The Americans with Disabilities Act (ADA) was passed on July 26, 1990 to prohibit discrimination against people with disabilities and mental health challenges. Title I of the ADA tackles discrimination in the workplace, and requires employers to make reasonable accommodations for employees with disabilities. Over one billion people across the globe are estimated to experience disability, and are faced with daily challenges such as:

  • Accessibility to facilities and transportation;
  • Difficulty utilizing technology, materials, resources, or policies to accommodate needs;
  • Employer doubts’ and stigmatization;
  • And more…

Across the field of marine conservation, challenges and opportunities for inclusivity and accessibility still exist. While physical impairments are periodically the topic of discussion, there are several other disabilities the sector can address and adapt to create a more inclusive environment.

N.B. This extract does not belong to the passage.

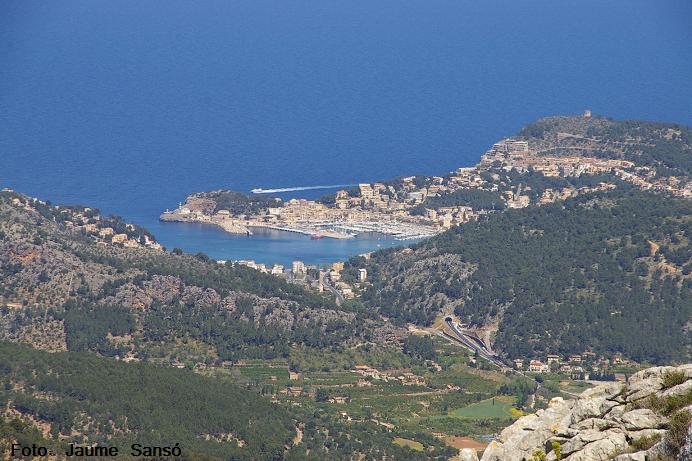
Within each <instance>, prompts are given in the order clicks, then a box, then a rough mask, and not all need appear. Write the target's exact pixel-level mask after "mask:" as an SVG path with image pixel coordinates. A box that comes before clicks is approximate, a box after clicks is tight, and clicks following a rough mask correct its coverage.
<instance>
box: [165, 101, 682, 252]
mask: <svg viewBox="0 0 692 461" xmlns="http://www.w3.org/2000/svg"><path fill="white" fill-rule="evenodd" d="M583 117H584V118H585V119H588V118H590V117H591V114H590V112H589V111H586V112H585V113H584V115H583ZM629 144H632V145H634V144H636V143H635V142H632V143H629ZM629 144H628V143H624V142H611V141H603V140H600V139H597V138H588V137H584V136H578V135H573V134H569V133H558V135H557V139H551V140H549V141H540V140H536V138H530V139H529V140H528V141H527V140H525V139H519V138H507V139H503V140H501V141H499V142H497V143H495V144H494V145H493V146H492V147H491V148H490V149H489V150H488V151H487V152H486V153H485V154H484V155H483V156H482V157H481V159H480V162H479V163H478V164H477V165H476V166H473V167H465V168H458V169H457V170H455V171H453V172H451V173H449V174H447V175H445V176H407V177H400V178H396V179H395V180H393V181H389V182H376V183H373V184H359V185H358V187H357V188H352V189H349V190H339V191H337V192H336V193H335V194H333V195H332V196H329V197H326V198H325V199H320V200H307V199H299V198H294V199H290V200H288V201H286V202H283V201H282V200H281V199H278V198H276V199H275V201H274V202H269V203H270V204H271V205H272V206H263V207H260V208H258V209H253V210H252V212H250V213H233V212H232V211H230V210H228V209H223V208H220V207H219V206H217V205H218V204H217V203H216V202H215V201H214V199H212V198H210V194H212V193H199V194H193V195H191V196H189V197H188V198H187V201H186V202H185V203H184V204H180V206H179V207H178V208H176V209H175V210H172V211H169V210H167V211H165V212H164V213H162V214H161V216H160V219H161V220H162V221H177V222H196V223H207V224H214V225H217V226H219V227H221V228H222V229H224V230H225V231H227V232H230V233H235V234H244V235H252V229H253V228H262V227H263V228H271V229H276V230H282V231H289V232H298V233H303V234H306V235H310V236H311V237H312V238H314V239H320V238H352V237H354V236H355V235H357V234H359V233H367V232H376V233H381V234H384V235H389V236H392V237H394V238H396V239H398V240H416V239H422V238H427V237H431V236H434V235H436V234H439V233H440V232H443V231H444V230H445V229H448V228H449V227H451V226H453V225H458V224H463V223H465V222H468V221H470V220H474V219H477V218H478V217H479V216H480V215H483V214H487V213H493V212H497V211H499V210H502V209H505V208H524V207H527V206H529V205H531V204H537V205H542V204H547V203H552V202H554V201H557V200H564V199H567V198H569V197H573V196H575V195H579V194H583V193H588V192H594V191H597V190H604V189H611V188H615V187H616V184H617V183H618V182H624V183H629V184H631V185H633V186H636V187H638V188H641V189H643V190H655V191H660V192H666V193H669V194H671V195H675V196H681V197H692V184H689V183H686V184H683V183H680V181H679V180H678V179H677V178H676V177H675V176H665V175H658V174H657V171H656V169H655V168H653V167H651V166H644V165H636V164H635V163H634V162H632V161H628V160H622V159H614V158H603V157H602V156H600V155H598V152H599V149H600V150H603V149H604V147H607V149H608V150H609V151H612V152H615V153H616V154H617V153H618V151H622V150H623V149H625V148H627V145H629ZM526 173H532V174H540V175H542V177H544V178H546V179H547V180H551V179H566V180H568V181H569V180H572V183H578V180H576V179H578V178H580V177H583V176H591V177H598V178H600V179H601V181H600V182H598V183H595V184H588V185H583V186H578V185H577V186H575V185H571V184H570V183H567V184H563V187H561V188H553V187H545V188H544V189H542V190H541V191H540V194H537V193H536V191H534V190H532V188H531V187H530V186H529V185H526V184H522V181H521V179H518V180H517V181H514V182H511V183H510V182H508V181H507V180H506V177H503V175H507V174H515V175H519V178H521V176H520V175H523V174H526ZM575 178H576V179H575ZM226 192H227V191H215V192H214V193H213V194H216V196H217V197H218V196H219V195H221V194H224V193H226ZM228 193H230V192H228ZM233 194H237V193H233ZM455 194H457V195H458V194H462V195H463V194H466V195H467V196H466V197H464V198H463V199H460V200H458V199H455ZM468 196H470V198H469V197H468ZM490 198H491V199H490ZM488 202H490V203H488ZM265 203H266V202H265Z"/></svg>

The Disability Pride flag designed by Ann Magill, and shown in the header above, contains elements that symbolize a different part of the disability community:

  1. The Black Field: Represents individuals who have lost their lives, due not only to their illness, but also to negligence and eugenics.
  1. The Colors: Each color represents a different aspect of disability or impairment:
    • Red: Physical disabilities
    • Yellow: Cognitive and Intellectual disabilities
    • White: Invisible and Undiagnosed disabilities 
    • Blue: Mental Health disabilities
    • Green: Sensory perception disabilities

  2. The Zig Zagged Lines: Represent how people with disabilities move around barriers in creative ways.

Please note that the Zig Zagged Flag has been said to create challenges for those with vision impairments. The current version is designed to lessen the chances of flicker effects, nausea triggers, and improve visibility for color blindness.

The field of marine conservation has a duty to address challenges the disability community faces across our sector. TOF strives to be as compliant as possible to support staff and more, and will continue to do so for the years to come. Below is a non-exhaustive list of resources and examples highlighting how our organizations can bridge the gap:

A few examples of how to address disparities:

  • Listening to, and hiring, disabled scientists: Including disabled people in these conversations, and having accessibility be determined by them, is the only way true accommodation will be put into place.
  • Accessible Oceans” created by oceanographer Amy Bowler, Leslie Smith, John Bellona. 
    • “Smith and others emphasized the need for an ocean and data-literate society. ‘If we only make everything accessible to people who learn visually, or to people who have their full vision capabilities, there is a big portion of the population that we are just cutting out, and that’s not fair,’ says Smith. ‘If we can figure out a way to break down that barrier, then I think it’s a win for everyone.’”
  • Hosting events? Select facilities that are accessible and have technology in place to address visual and hearing impairments; additionally, provide transportation accommodations to all events or company gatherings. This should apply to your workplace environment as well.
  • Provide additional job training and accommodations to support the employees growth and development as you would others outside of the disability community. 
  • Provide flexible working arrangements for individuals with invisible or undiagnosed disabilities. Provide significant sick leave to allow employees to not use personal or vacation time to recover or deal with challenges.
  • Significantly reduce noise and visual distractions to support those with sensory perception disabilities.